In 2016, Yahoo came out and said that data belonging to over a billion user accounts had been stolen by hackers back in 2013. The company said that this was a separate incident from the one where user data of half a million accounts had been stolen by hackers in 2014. Yahoo said that in the 2013 incident, hackers were able to exfiltrate names, email addresses, dates of birth, and security questions and answers, as well as hashed passwords.
The hackers allegedly used forged cookies that allowed them to gain access to the company's systems without a password. In 2016, LinkedIn, was hacked and the user data of over 160 million accounts was stolen.
The hackers soon put the data on sale for any interested buyers. The data was said to contain the email and encrypted passwords of the accounts. These three incidents show how serious an attack becomes after the attacker is able to get to this stage.

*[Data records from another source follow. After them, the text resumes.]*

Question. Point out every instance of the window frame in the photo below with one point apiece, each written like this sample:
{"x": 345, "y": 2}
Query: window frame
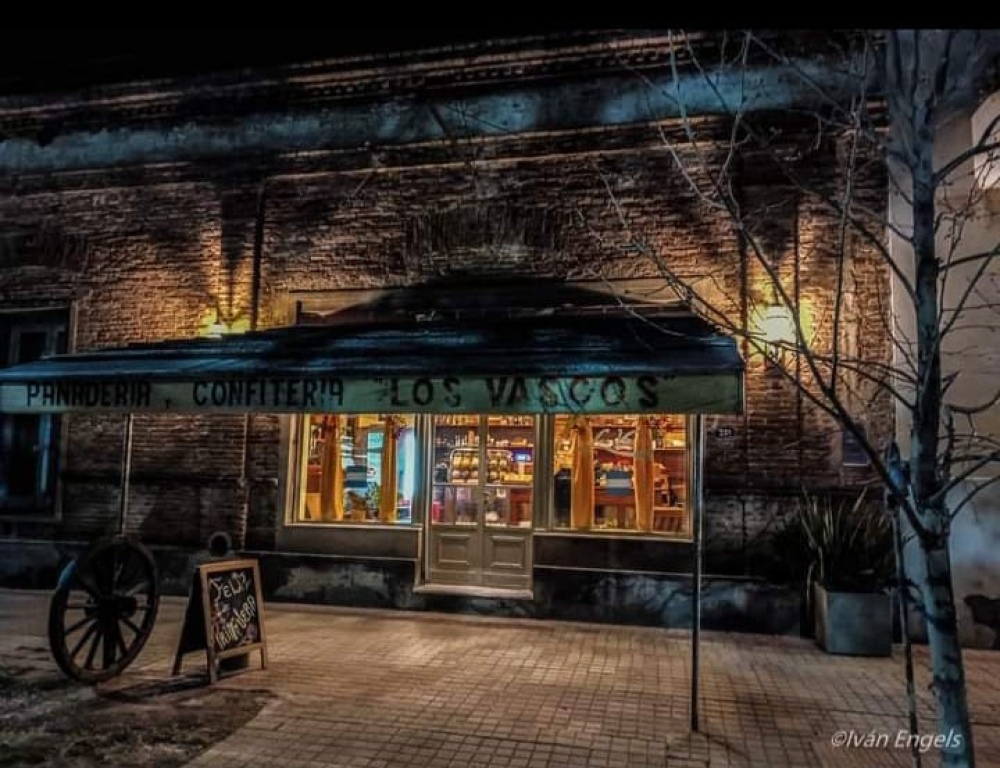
{"x": 48, "y": 508}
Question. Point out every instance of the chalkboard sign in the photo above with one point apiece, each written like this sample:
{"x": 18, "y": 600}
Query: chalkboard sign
{"x": 225, "y": 614}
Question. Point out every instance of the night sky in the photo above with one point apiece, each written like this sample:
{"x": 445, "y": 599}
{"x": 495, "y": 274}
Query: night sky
{"x": 34, "y": 60}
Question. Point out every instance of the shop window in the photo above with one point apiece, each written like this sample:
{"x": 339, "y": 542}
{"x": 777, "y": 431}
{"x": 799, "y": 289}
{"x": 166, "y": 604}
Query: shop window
{"x": 484, "y": 471}
{"x": 357, "y": 469}
{"x": 621, "y": 474}
{"x": 29, "y": 444}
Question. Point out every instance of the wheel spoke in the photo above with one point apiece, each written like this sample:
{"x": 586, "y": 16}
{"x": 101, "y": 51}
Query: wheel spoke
{"x": 109, "y": 645}
{"x": 128, "y": 623}
{"x": 80, "y": 606}
{"x": 89, "y": 663}
{"x": 86, "y": 636}
{"x": 73, "y": 627}
{"x": 143, "y": 585}
{"x": 120, "y": 640}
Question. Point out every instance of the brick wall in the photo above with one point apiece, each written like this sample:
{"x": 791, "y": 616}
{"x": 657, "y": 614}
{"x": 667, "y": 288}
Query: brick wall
{"x": 162, "y": 257}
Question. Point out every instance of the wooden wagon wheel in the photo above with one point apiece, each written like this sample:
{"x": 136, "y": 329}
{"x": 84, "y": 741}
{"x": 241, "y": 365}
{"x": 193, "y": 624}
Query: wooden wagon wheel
{"x": 103, "y": 610}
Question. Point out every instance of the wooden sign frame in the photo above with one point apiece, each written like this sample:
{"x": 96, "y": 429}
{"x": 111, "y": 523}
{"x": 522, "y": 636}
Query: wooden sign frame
{"x": 196, "y": 632}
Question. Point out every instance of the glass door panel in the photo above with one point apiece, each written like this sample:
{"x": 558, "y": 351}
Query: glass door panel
{"x": 510, "y": 471}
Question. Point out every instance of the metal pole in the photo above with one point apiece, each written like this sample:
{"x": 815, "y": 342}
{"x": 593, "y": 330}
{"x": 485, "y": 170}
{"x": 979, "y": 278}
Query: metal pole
{"x": 696, "y": 504}
{"x": 126, "y": 473}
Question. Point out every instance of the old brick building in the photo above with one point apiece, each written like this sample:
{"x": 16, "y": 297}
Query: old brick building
{"x": 172, "y": 209}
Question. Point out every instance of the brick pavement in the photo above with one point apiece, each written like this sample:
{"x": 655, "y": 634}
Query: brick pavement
{"x": 378, "y": 689}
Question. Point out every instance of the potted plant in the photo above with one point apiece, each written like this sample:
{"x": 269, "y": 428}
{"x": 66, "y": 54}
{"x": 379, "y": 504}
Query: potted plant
{"x": 851, "y": 567}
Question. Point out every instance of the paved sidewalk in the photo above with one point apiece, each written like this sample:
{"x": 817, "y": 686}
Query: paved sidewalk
{"x": 379, "y": 689}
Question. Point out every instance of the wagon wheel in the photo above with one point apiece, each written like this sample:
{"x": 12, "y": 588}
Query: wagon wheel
{"x": 103, "y": 610}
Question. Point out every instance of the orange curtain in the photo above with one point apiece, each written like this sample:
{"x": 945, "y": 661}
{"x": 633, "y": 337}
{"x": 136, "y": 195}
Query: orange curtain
{"x": 387, "y": 496}
{"x": 582, "y": 481}
{"x": 331, "y": 497}
{"x": 642, "y": 475}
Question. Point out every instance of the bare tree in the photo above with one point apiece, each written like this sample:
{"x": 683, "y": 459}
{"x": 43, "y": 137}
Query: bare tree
{"x": 893, "y": 91}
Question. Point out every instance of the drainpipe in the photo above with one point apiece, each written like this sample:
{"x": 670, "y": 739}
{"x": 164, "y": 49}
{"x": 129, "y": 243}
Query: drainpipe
{"x": 255, "y": 279}
{"x": 126, "y": 473}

The victim organizations' reputations suffer, and they have to pay huge sums of money as fines for not securing user data.
The attackers at times do more than just exfiltration of the data. They could erase or modify the files stored in the compromised computers, systems, and servers. In March 2017, hackers demanded ransom from Apple and threatened to wipe the data belonging to 300 million iPhones on iCloud accounts. Although this was soon rubbished as a scam, it shows that it is possible. In this case, a big company such as Apple was put in the spotlight when the hackers tried to extort money from it. It is possible that another company would hurriedly pay the hackers in order to prevent the data of its users from being wiped out.
All of these incidents that faced Apple, Ashley Madison, LinkedIn and Yahoo show the significance of this stage. Hackers that manage to reach this stage are virtually in control. The victim might still not be in the know that data has already been stolen. The hackers may decide to remain silent for a while. When this happens, the attack enters a new phase called sustainment.